Cutting NHS Funds For Infertility - Will Saving Money Make Sense In Time?

This time two years ago my sister was preparing to give birth to my youngest niece. I heralded this as a sign of hope. My sister suffered with PCO as well as a large fibroid that had to be removed. If she could get pregnant, why wouldn't I? My
|

Time. We measure our lives in units of time. Past, present and future.

If life is going well, we pray for time to linger, pause, slow down. If life is hard or painful (or we are simply stuck in a dull meeting) we urge time to leap, speed onwards. Time can do all these things. Apparently it can also heal. However no one is able to advise how much time this will actually take.

Like most people, I rely on units of time as a categorisation in which to file away the pivotal moments in my life.

Eight years ago, I was friends with a really lovely girl at work. She had recently lost her mum to cancer. The only thing keeping her from breaking down was the fact that she was expecting her first baby with her husband. Sadly eight months later, she suffered a stillbirth. Her closest friends at work were warned, as were her team...but how can you warn an entire company? I had lunch with her when she finally returned to work and I will never forget her pain (and unbelievable strength) when she told me that someone in the lift had excitedly asked "Oooh, you're back. What did you have, boy or girl?". I've since followed her via social media - perhaps with a naive smugness. That feeling of "poor you, lucky me" which I realise may now have reversed! Her marriage didn't survive but she moved on and is now living overseas, has re-married and looks so happy in her photos. I feel bad that we lost touch. However I have to resist the urge to contact her and ask "Are you truly happy? Have you healed? How much time did it take?"
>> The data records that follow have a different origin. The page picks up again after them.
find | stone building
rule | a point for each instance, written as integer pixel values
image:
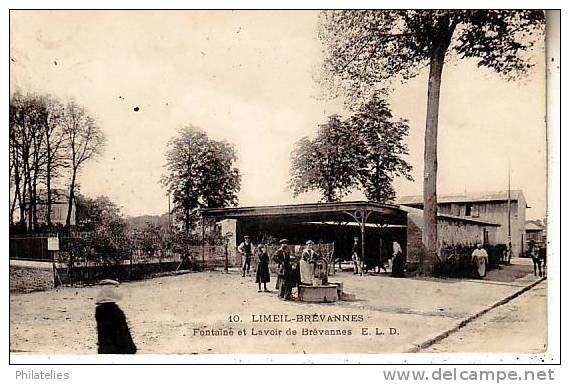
(487, 207)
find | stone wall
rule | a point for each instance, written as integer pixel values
(29, 279)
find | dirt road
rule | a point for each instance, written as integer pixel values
(191, 314)
(520, 324)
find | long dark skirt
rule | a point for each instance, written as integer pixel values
(262, 274)
(113, 332)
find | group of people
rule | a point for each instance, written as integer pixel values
(396, 260)
(290, 272)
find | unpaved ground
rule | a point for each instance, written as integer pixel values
(519, 325)
(164, 312)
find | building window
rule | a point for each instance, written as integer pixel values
(475, 211)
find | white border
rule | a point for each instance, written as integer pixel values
(552, 356)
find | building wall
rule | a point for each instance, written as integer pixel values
(496, 212)
(450, 232)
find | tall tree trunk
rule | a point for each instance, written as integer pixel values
(34, 199)
(430, 156)
(48, 182)
(71, 199)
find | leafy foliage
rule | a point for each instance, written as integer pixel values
(102, 230)
(380, 138)
(368, 49)
(364, 151)
(200, 173)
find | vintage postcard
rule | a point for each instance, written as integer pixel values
(207, 183)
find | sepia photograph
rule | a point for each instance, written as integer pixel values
(280, 182)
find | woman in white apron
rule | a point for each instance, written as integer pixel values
(306, 264)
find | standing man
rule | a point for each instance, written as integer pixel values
(397, 260)
(357, 256)
(246, 251)
(113, 334)
(480, 260)
(284, 276)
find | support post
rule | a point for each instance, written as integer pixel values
(203, 241)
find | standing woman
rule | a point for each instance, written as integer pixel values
(113, 334)
(262, 274)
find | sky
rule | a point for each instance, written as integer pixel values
(248, 77)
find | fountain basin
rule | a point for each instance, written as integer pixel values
(326, 293)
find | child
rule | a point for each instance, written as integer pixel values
(262, 274)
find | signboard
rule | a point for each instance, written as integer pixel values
(53, 243)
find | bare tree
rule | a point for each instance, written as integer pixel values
(368, 50)
(84, 140)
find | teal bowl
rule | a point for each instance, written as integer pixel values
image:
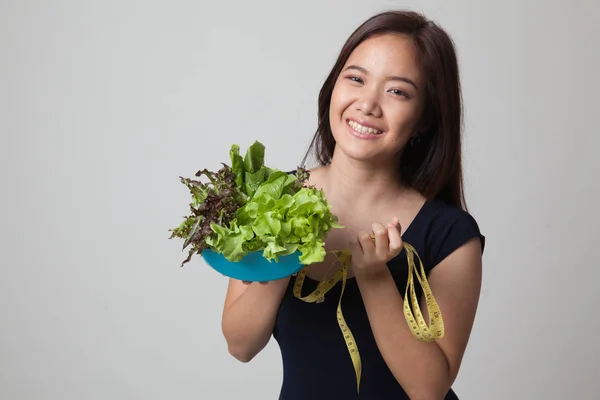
(254, 267)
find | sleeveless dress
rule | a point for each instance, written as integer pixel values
(316, 362)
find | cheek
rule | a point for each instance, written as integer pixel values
(340, 99)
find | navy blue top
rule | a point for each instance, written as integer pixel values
(316, 362)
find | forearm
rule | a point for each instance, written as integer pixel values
(421, 368)
(248, 322)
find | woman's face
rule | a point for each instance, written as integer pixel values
(377, 100)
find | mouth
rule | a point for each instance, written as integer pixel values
(364, 130)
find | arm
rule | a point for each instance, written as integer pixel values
(249, 316)
(425, 370)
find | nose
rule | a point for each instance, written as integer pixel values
(368, 104)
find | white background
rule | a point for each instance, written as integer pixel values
(104, 104)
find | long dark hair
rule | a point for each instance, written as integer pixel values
(431, 163)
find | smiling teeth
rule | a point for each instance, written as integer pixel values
(363, 129)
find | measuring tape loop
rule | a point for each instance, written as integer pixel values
(416, 322)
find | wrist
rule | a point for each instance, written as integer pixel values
(373, 274)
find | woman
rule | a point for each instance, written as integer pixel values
(388, 144)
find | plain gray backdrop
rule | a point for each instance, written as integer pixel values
(104, 104)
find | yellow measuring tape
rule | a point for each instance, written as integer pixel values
(416, 322)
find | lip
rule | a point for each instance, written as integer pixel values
(364, 136)
(365, 124)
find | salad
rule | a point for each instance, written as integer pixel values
(248, 207)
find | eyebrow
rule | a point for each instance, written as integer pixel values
(393, 78)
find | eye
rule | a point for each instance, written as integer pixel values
(399, 92)
(355, 79)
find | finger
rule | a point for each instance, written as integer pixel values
(395, 240)
(355, 246)
(366, 243)
(381, 239)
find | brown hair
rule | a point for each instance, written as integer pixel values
(431, 163)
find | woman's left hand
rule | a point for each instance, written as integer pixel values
(372, 251)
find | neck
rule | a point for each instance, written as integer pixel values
(370, 184)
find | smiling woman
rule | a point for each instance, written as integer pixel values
(388, 145)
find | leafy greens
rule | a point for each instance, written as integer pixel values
(250, 207)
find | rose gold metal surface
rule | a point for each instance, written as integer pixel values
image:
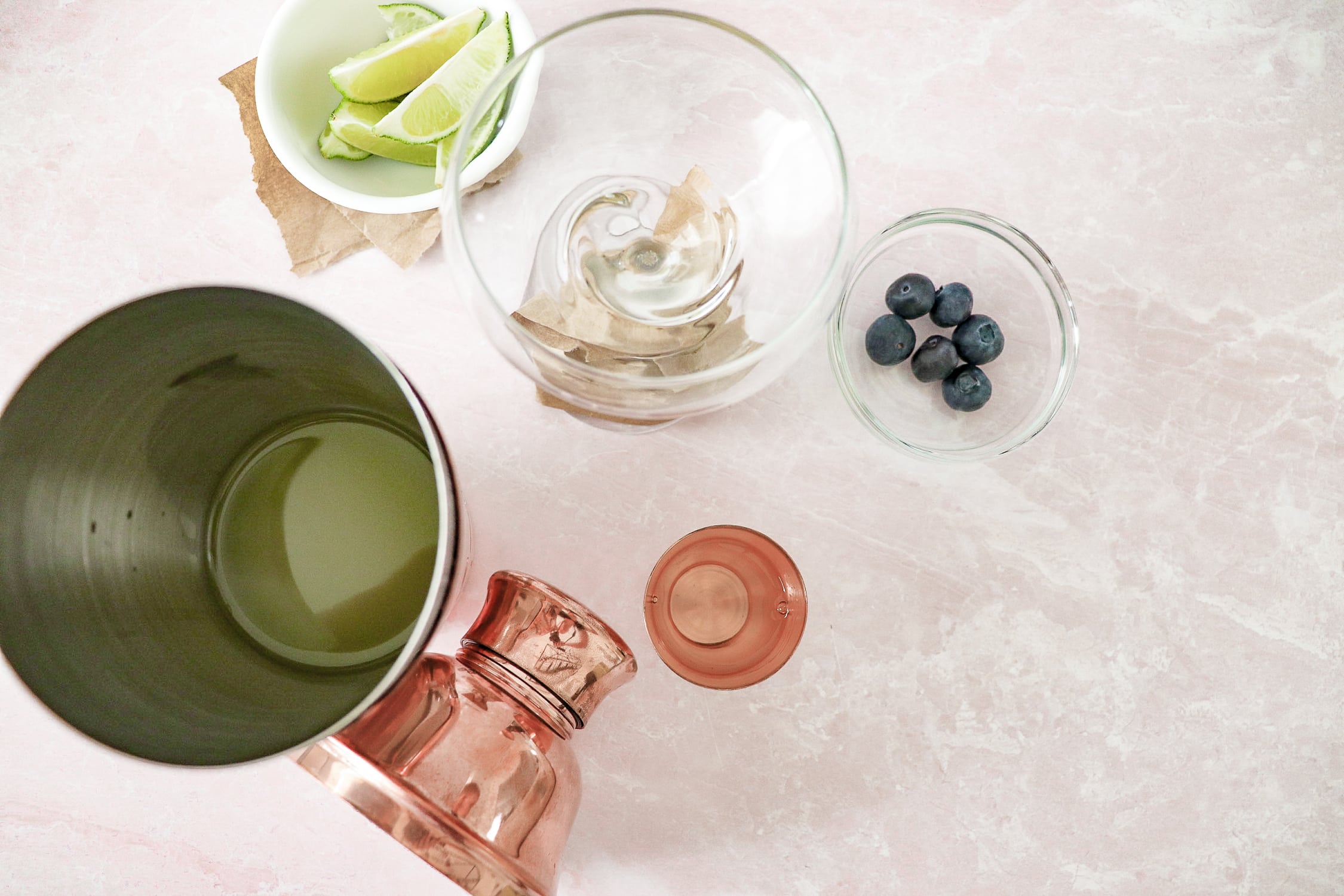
(556, 639)
(467, 762)
(725, 607)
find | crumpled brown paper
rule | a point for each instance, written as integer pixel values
(582, 328)
(318, 231)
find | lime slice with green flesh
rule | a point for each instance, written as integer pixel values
(332, 147)
(354, 124)
(481, 136)
(398, 66)
(404, 18)
(436, 108)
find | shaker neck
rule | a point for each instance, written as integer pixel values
(520, 686)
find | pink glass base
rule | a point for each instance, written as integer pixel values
(725, 607)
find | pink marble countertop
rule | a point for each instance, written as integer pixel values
(1112, 662)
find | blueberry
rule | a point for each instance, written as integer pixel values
(950, 305)
(890, 340)
(979, 339)
(934, 359)
(910, 296)
(966, 390)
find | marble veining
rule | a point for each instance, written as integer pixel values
(1112, 662)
This time two years ago my sister was preparing to give birth to my youngest niece. I heralded this as a sign of hope. My sister suffered with PCO as well as a large fibroid that had to be removed. If she could get pregnant, why wouldn't I? My sister is a beautiful, talented woman and a fantastic mum. And over the last few years she has sensitively witnessed my struggle to conceive and tried not to make my pain worse, whilst experiencing her own joy. On days when I feel at my lowest, she sends me video clips and pictures of my niece. She knows it will make me smile. I look at my niece and see my sister. Wilful. Beautiful. Lispy (when she was young she had a lisp that I tease her about to this day). It hurts me to know I will never see myself in a small human. Sometimes I hold my niece and think, if she keeps still (and stops wriggling away from her mad Aunt) how much time would it take for her to mend the hole in my heart?

Eight weeks ago I had my final "couples counselling" session. When asked his final thoughts, my boyfriend (who was SO supportive throughout all our struggles) said "I just want her to feel better. I want to stop tip-toeing around talk of babies. I want her to stop crying when she sees Facebook feeds of friends having new babies. I want her to feel happy again". They say opposites attract. You couldn't get two people more opposite than us. I am heart. He is logic. I am sensitive, reckless, emotional. He is measured, analytical and I jokingly (affectionately) call him "the Tin Man". He does have a heart, I promise, it just beats in a different rhythm to mine. So what do I tell him? What kind of time-line can I offer for the conclusion of my grief? "I will heal in time?"...."Give me time, I promise I will get better?". My mother, the smartest woman alive, sends me regular messages saying "take your time, don't be hard on yourself". I hear her, yet I still force myself to find a scheduled finish date to this life chapter.

I fully recognise that I've never enjoyed living in the present so I live in a glitzy, exciting future filled with new potential. Deep in the most frightened part of my soul, I had imagined future times with a first born, the first words, the first day at school (where I would cry like a banshee at having to let them go) and future arguments because no Mother is perfect, after all. Time has passed and this future is gone. Replaced with what? Days at work? Life plodding on? Time passing with no meaning?

So what do I do now if I can't get excited by the future? Live in the present?

Today I heard that the Basildon & Brentwood CCG had decided to cease all future NHS funding for IVF. This means that all couples who may have once been eligible can no longer expect to receive treatment unless they self-fund. I have some form of closure because I have tried (albeit without NHS help) but how will these couples heal? How long will it take to comfortably accept they cannot try for a child if self-funded IVF is something they cannot afford?

The CCG will resolve their deficit in no time at all by removing IVF funding. But how much time will it take for all these childless couples to heal when a whole future has been erased? When will they feel "normal" again? Maybe that time will never come? Maybe it will in time.